Does that mean that till I get the license I can buy alcohol but can not drink it?
Weird!


----------



## ipguy (Jul 31, 2011)

Found tbe store at the Dubai Mall
Thank you for pointing me in the right durection
The requirements are many
Letter from police, rent agreenent with RERA stamp, passport with visa and payment of the fee
My guess is it will take a long time to get one

Is the license a legal requirement to enter a bar or only to drink at a bar?


----------



## w_man (Apr 16, 2010)

The license is a legal requirement to drink anywhere or even be in possession of alcohol.
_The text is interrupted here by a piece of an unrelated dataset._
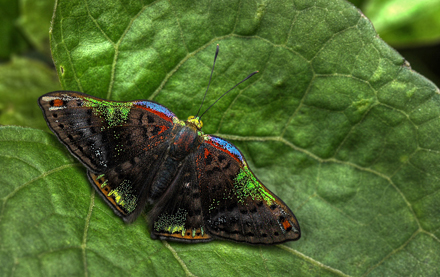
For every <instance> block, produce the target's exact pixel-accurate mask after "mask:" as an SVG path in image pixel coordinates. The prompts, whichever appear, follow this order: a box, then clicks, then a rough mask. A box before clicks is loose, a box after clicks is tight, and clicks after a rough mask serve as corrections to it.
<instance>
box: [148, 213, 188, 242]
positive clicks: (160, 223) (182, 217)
mask: <svg viewBox="0 0 440 277" xmlns="http://www.w3.org/2000/svg"><path fill="white" fill-rule="evenodd" d="M187 215H188V212H187V211H186V210H183V209H178V210H177V212H176V213H175V214H172V215H169V214H168V213H163V214H161V215H159V218H158V219H157V221H156V222H154V230H156V231H157V232H167V233H169V234H173V233H176V232H178V233H181V234H182V236H184V235H185V231H186V229H185V222H186V216H187Z"/></svg>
If you go to a bar and drink - legally, you should have a license. No one will check until something goes wrong - then you're screwed if you don't have one.
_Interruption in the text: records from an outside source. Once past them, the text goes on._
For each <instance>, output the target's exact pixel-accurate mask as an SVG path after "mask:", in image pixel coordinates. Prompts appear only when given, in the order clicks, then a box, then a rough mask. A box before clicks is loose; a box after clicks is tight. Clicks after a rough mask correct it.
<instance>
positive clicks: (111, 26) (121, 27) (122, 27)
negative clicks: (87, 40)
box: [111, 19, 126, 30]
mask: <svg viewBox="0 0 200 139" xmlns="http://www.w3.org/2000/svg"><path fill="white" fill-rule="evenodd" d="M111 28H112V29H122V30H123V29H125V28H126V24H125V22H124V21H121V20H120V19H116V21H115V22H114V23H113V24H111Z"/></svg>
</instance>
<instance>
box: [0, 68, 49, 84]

If you purchase alcohol from a place which doesn't require you to show your license and then get pulled over while transporting it or have it at home and the police comes into your house for some reason - you're screwed if you don't have a license.
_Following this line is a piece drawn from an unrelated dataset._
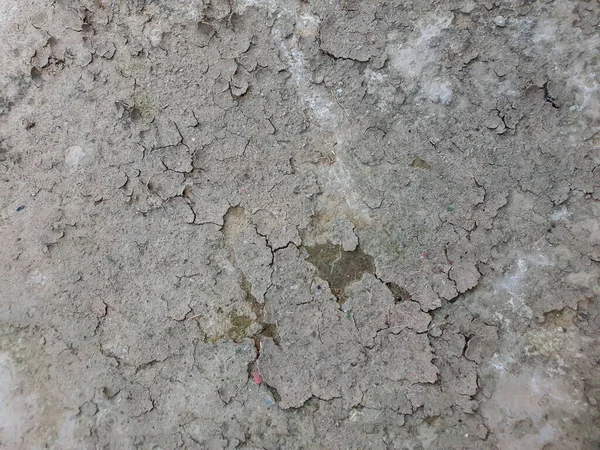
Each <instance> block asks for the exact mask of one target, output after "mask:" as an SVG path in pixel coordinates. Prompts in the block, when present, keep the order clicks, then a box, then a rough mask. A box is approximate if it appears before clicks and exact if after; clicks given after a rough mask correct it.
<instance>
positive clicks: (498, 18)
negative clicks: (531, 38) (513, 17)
mask: <svg viewBox="0 0 600 450" xmlns="http://www.w3.org/2000/svg"><path fill="white" fill-rule="evenodd" d="M494 23H495V24H496V26H497V27H501V28H502V27H505V26H506V18H505V17H504V16H496V17H494Z"/></svg>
If you are able to get the license - just get it. It'll avoid any of the 'what if' situations and at that point the paperwork won't look all that bad.


----------



## nkcomp (Aug 20, 2011)

ipguy said:


> Found tbe store at the Dubai Mall
> Thank you for pointing me in the right durection
> The requirements are many
> Letter from police, rent agreenent with RERA stamp, passport with visa and payment of the fee
> ...


hey, where is the store in Dubai Mall? i tried looking for it. Could u plz give precise directions. many thanx


----------



## tarek.m2day (Aug 18, 2011)

Come on guys, just go to Ajman store I can guide u, u can get as much as u want and all brands , very cheap and u don't need any letter, I can help on this


----------



## ipguy (Jul 31, 2011)

It is in the lower level. Parking level, a couple of levels below the supermarket and one kevel below the dry cleaner
Just us any person working at the mall


----------



## nkcomp (Aug 20, 2011)

tarek.m2day said:


> Come on guys, just go to Ajman store I can guide u, u can get as much as u want and all brands , very cheap and u don't need any letter, I can help on this


@tarek: its not about buying or whr u can get cheap liquor. Its about being on the right side of law. If u r caught in possesion of liquor without a valid permit, u can end up in jail.

@ipguy: thanx mate for the directions. Found one nearer to home in IBN batuta.

Sent from my iPhone using ExpatForum


----------



## ReggieDXB007 (Mar 10, 2011)

nkcomp said:


> @tarek: its not about buying or whr u can get cheap liquor. Its about being on the right side of law. If u r caught in possesion of liquor without a valid permit, u can end up in jail.
> 
> @ipguy: thanx mate for the directions. Found one nearer to home in IBN batuta.
> 
> Sent from my iPhone using ExpatForum


Quite - sorry to harp on about this but it is important. You cannot consume, own, transport alcohol without a licence. Doesn't matter who you are - resident, tourist it all applies. Google or search in here and you'll see considerable discussion about it. Clearly since so many people (a significant proportion of tourists for example) do habitually break the law and do not end up in jail/court, the authorities do not necessarily specifically target this infraction but like with anything else, if you are stopped for something else, they'll throw the book at you.


----------